5. If it includes preventive treatments
Although in general they are contemplated in medium and high-range policies, there are basic insurances that do not include them and are instead the treatments that we will need most regularly. We are referring to dental cleanings, fluoridation, sealing of cracks, and renewal of fillings in poor condition. If they are offered to us with a co-payment, we will ensure that their cost is not high or otherwise not contract the policy.
6. The inclusion of minors
It is interesting that if we want to choose dental insurance and we have minor children, the policy allows us to include them totally or to some degree in the coverage. If we choose family dental insurance, we must watch the franchises for minors. Ideally, they do not exist or if they are, they are not high, since it is under 15 years of age when people go to the dentist the most.
7. The periods of lack of treatments
Waiting times are the minimum period that must elapse between signing a policy and opting for treatment with partial or total coverage. They are put in place so that we can’t buy insurance just to get expensive treatment at a discount and then drop out. They range from one month to ten months for the most complex and expensive treatments. We must assess if we are interested.
8. The co-payment policy
Copayments are applied to those treatments that are not fully covered by the policy -in the case of lower premiums- but to which a certain discount is applied, so that we will only pay for part of the treatment. They represent significant savings compared to the option of going privately to the specialist, especially in cases of crowns, implants, root canals, orthodontics in the case of minors, etc.
However, we must ensure that the treatment offered to us is of quality and that the discount made is significant when adding the full payment of the annual policy. Also, copayments do not apply to treatments that other similar policies fully cover.

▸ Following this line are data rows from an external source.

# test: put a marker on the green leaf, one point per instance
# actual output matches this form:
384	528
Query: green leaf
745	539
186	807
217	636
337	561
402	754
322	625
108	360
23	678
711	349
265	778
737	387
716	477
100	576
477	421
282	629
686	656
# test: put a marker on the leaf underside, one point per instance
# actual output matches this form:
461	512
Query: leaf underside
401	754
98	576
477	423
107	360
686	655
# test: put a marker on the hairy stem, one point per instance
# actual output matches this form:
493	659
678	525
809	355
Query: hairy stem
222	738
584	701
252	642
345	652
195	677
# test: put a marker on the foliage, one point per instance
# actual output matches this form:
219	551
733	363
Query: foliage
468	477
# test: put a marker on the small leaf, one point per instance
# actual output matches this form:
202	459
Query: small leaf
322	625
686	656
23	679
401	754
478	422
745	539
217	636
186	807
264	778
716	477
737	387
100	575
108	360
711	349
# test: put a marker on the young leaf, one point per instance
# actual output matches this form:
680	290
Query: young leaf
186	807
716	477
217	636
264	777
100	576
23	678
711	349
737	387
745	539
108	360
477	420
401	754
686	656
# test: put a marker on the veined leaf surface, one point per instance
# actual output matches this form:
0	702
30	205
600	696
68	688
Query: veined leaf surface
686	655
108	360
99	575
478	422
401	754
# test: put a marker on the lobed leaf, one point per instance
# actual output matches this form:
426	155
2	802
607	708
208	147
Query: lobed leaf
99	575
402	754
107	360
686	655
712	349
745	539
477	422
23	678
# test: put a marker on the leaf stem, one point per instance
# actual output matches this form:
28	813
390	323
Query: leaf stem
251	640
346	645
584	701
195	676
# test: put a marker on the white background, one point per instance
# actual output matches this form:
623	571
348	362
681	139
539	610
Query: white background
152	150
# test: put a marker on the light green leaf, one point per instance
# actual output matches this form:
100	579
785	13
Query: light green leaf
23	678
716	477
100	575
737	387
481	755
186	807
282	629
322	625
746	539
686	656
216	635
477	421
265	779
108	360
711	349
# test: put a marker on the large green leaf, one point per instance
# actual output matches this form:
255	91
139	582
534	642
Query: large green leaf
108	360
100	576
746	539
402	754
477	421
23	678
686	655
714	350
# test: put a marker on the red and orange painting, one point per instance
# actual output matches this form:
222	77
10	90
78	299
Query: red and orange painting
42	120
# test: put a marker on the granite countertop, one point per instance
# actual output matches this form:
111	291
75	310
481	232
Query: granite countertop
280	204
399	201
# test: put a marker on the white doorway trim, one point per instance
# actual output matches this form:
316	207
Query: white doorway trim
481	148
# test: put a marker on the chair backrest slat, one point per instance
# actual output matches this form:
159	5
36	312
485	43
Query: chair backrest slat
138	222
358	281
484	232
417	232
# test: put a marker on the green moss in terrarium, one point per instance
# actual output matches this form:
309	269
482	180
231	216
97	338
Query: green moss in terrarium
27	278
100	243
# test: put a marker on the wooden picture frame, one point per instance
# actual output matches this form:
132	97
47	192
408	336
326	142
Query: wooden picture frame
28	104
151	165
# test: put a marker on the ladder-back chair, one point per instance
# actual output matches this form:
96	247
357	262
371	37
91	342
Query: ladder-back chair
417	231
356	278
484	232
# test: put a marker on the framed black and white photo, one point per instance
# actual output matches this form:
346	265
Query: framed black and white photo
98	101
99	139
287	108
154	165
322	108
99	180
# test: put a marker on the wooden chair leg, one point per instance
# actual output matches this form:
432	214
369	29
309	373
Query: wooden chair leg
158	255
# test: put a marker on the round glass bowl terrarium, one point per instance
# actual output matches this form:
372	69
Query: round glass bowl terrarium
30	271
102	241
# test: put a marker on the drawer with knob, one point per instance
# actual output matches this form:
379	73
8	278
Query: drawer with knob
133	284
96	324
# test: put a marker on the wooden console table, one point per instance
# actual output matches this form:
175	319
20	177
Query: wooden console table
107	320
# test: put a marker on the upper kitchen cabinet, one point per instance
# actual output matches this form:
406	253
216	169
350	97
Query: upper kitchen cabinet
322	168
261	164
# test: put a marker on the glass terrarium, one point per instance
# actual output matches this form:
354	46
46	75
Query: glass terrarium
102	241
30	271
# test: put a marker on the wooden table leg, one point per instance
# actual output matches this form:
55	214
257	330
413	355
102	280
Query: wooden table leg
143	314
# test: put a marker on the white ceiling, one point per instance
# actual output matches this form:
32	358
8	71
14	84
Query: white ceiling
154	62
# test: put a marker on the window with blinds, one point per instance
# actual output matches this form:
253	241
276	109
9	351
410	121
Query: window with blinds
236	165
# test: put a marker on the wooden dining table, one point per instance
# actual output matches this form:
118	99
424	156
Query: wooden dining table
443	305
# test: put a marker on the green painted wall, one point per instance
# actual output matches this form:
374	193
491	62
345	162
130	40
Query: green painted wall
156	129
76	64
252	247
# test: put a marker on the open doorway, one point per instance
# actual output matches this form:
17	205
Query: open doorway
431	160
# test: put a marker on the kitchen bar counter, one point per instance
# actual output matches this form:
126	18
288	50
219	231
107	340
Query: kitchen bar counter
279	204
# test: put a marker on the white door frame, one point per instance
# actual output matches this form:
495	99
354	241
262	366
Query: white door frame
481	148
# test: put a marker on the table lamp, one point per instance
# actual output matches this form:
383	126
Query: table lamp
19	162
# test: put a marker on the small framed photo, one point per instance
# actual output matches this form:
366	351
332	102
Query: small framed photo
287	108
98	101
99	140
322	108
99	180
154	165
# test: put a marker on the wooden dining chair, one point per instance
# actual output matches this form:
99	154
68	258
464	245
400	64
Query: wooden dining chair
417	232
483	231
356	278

9. The freedom to choose a specialist
Not all policies offer freedom to choose the specialists who will treat us, and even less so if the said specialist does not have an agreement with the insurance company, which is known as an “open table”. However, the most complete ones do establish an agreement through which they can reach specific agreements with specialists or establish a reimbursement system through which we first pay the professional and then they compensate us for a part corresponding to the discount applied.
10. The refund conditions
It is interesting that the policy contemplates the option of reimbursement to be able to choose punctually specialists who do not have a concert; However, we must make sure that said reimbursement of the discounted part, that is, corresponding to the co-payment, is made in an agreed time and not excessively long, as well as that it is easy to request it and that it does not have exception clauses that make it less, etc.